Mercredi 21 avril au matin, tous les acteurs de l’activité cheval au sein de la station balnéaire se sont réunis pour assurer ô combien Le Touquet avait désormais pour vocation de redorer le blason de son site équestre via les courses, la compétition et le loisir.

« Le premier concours de saut d’obstacles a eu lieu en 1904, explique Philippe Cotrel, président de la Société Hippique du Touquet Paris-Plage. C’est dire si les sports équestres et la station balnéaire sont étroitement liés. Lors de son âge d’or, la station a accueilli les plus grands cavaliers, et a orchestré championnats de France et d’Europe. Le site s’est malheureusement essoufflé, mais je suis heureux de constater aujourd’hui la volonté commune d’y instaurer une dynamique nouvelle ». Les membres de la municipalité, les présidents d’associations et les professionnels équestres se sont montrés unanimes quant au projet de revalorisation du pôle équestre, chacun apportant sa pierre à l’édifice.

« Le Touquet est un site exceptionnel, qui ne demande qu’à être exploité, admet Daniel Fasquelle, maire de la station balnéaire. Il faut créer un ensemble, une émulation commune et faire en sorte qu’une communication s’instaure entre les différents protagonistes, l’objectif, outre le fait de favoriser l’activité sportive, étant de développer les retombées touristiques et économiques au cœur de la station ».
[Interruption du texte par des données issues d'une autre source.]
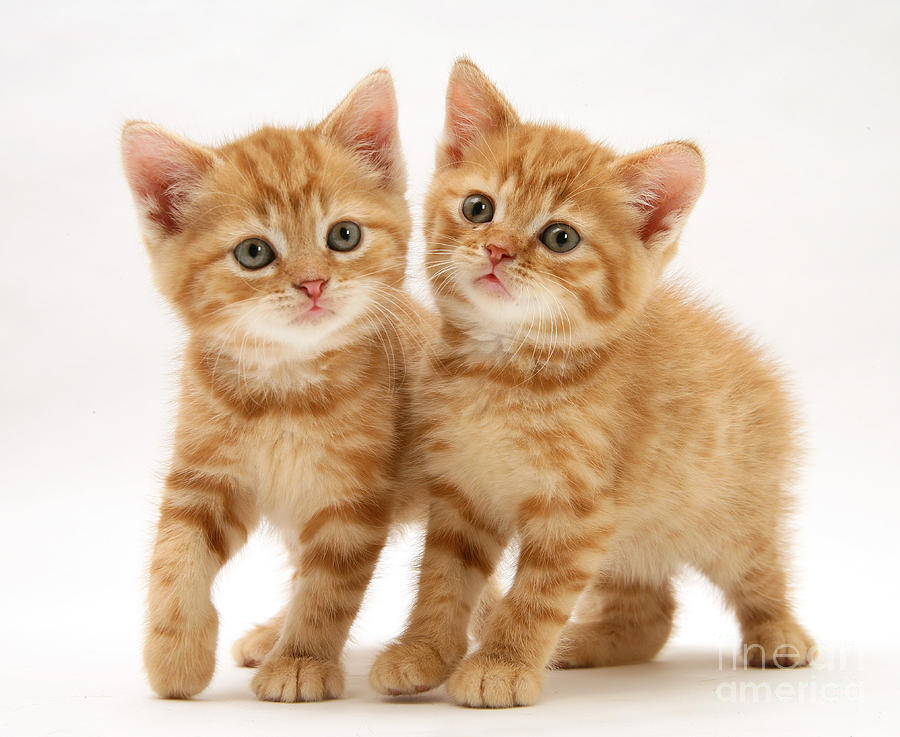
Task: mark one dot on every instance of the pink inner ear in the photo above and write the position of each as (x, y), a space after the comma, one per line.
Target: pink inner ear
(474, 107)
(160, 170)
(668, 182)
(366, 122)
Ce désir de donner un nouveau souffle au site s’est concrétisé par une première tranche de travaux du côté du centre équestre. Avec l’aide de la municipalité, le site a subi une véritable cure de jouvence en 2009. 100 000 euros ont été nécessaires pour consolider certaines toitures, changer les portes de boxes ou encore repeindre les bâtiments. En 2010, c’est le manège qui bénéficiera d’un nouveau pare-botte et d’un meilleur sol : 100 000 euros seront de nouveau investis pour en faire un « outil exceptionnel », selon François Devulder, directeur du centre équestre. Ce dernier ne tarit d’ailleurs pas de propos dithyrambiques sur le centre, dont il a pris la direction fin 2008. « Le club équestre du Touquet est l’un des plus vastes de France, explique le directeur. Sans compter l’hippodrome et les terrains de concours, il s’étend sur 5 hectares et compte 250 boxes. Les 40 kms de pistes cavalières et la plage à proximité enrichissent le lieu, qui ravit de nombreux cavaliers ». En 2009, l’activité du centre équestre a augmenté de 20%. Une juste récompense au vu des projets d’embellissement et de réaménagement concrétisés.
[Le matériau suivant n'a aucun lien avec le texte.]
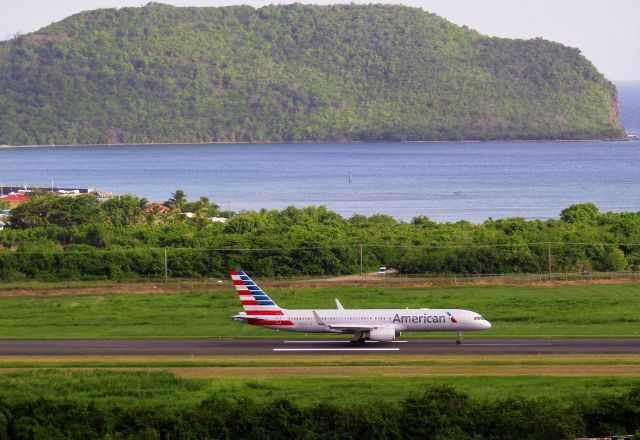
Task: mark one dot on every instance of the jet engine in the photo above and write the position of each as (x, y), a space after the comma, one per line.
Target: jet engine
(382, 334)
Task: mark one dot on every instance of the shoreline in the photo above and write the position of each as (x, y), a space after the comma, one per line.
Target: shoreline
(152, 144)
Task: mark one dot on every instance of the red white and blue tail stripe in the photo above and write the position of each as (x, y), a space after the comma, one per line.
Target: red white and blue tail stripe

Du côté des terrains de compétition, il règne également une effervescence nourrie du désir de relancer la mécanique sportive. En ligne de mire ? Les Jeux Olympiques 2012 de Londres, pour lesquels Le Touquet compte bien constituer l’une des bases arrière d’entrainement. Et d’ici le début de l’année en question, nombre de projets devraient voir le jour. 100 boxes permanents devraient être construits, tandis que l’un des terrains de compétition en herbe deviendra une carrière de sable. Outre une nouvelle piste de galop fibrée à l’intérieur de celle en herbe préexistante, un parcours de cross de 4000 mètres comprenant 32 obstacles devrait également voir le jour. Des aménagements ambitieux dont le coût s’élève à 2,2 millions d’euros, subventionnés à hauteur de 60%, entre autres, par le conseil général. « Notons que nous serons le seul site situé au nord de Paris qui sera en mesure d’accueillir les cavaliers de concours complet », glisse Janick Goetgheluck, conseillère municipale. « Il s’agit également de faire connaître le site en vue des jeux équestre mondiaux », ajoute Philippe Cotrel.
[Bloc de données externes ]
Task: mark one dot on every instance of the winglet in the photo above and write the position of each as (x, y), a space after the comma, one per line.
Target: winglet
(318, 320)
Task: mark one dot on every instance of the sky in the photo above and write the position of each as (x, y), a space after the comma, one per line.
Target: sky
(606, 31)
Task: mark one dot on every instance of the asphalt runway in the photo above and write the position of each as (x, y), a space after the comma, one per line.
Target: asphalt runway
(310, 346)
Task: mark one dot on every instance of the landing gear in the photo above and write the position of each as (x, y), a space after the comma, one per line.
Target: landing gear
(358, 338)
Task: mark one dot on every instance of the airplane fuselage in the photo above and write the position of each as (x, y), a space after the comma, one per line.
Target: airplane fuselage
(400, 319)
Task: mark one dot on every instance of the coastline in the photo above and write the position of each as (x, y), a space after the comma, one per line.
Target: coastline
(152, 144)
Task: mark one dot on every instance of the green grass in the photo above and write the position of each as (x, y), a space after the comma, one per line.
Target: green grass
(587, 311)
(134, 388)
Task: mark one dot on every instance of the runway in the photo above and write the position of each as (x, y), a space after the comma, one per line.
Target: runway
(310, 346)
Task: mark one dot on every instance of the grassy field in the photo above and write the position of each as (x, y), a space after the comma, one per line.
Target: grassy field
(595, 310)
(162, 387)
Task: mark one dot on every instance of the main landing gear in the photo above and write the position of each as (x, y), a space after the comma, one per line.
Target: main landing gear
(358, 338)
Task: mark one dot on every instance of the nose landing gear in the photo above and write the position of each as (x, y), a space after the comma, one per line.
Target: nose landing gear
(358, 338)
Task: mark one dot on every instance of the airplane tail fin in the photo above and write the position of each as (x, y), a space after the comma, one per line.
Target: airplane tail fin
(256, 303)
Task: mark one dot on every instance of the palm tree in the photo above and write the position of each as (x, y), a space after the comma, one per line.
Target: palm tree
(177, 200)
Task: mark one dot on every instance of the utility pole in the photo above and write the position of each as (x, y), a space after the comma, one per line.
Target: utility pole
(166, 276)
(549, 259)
Du côté du polo, Pierre Bergounioux, président du Polo Club du Touquet, compte bien créer une nouvelle émulation autour de la discipline. « Les Britanniques, maîtres en matière de polo, observent avec attention ce qui se passe Outre-Manche, au Touquet. A l’avenir, des partenariats pourraient être envisagés ». Du côté de l’hippodrome, 40 courses de trot et 23 de galop sont au programme de l’année, via 9 journées de compétition.

A en croire les protagonistes équestres, Le Touquet, dans son envie de relancer son activité, n’a pas fini de faire parler de lui.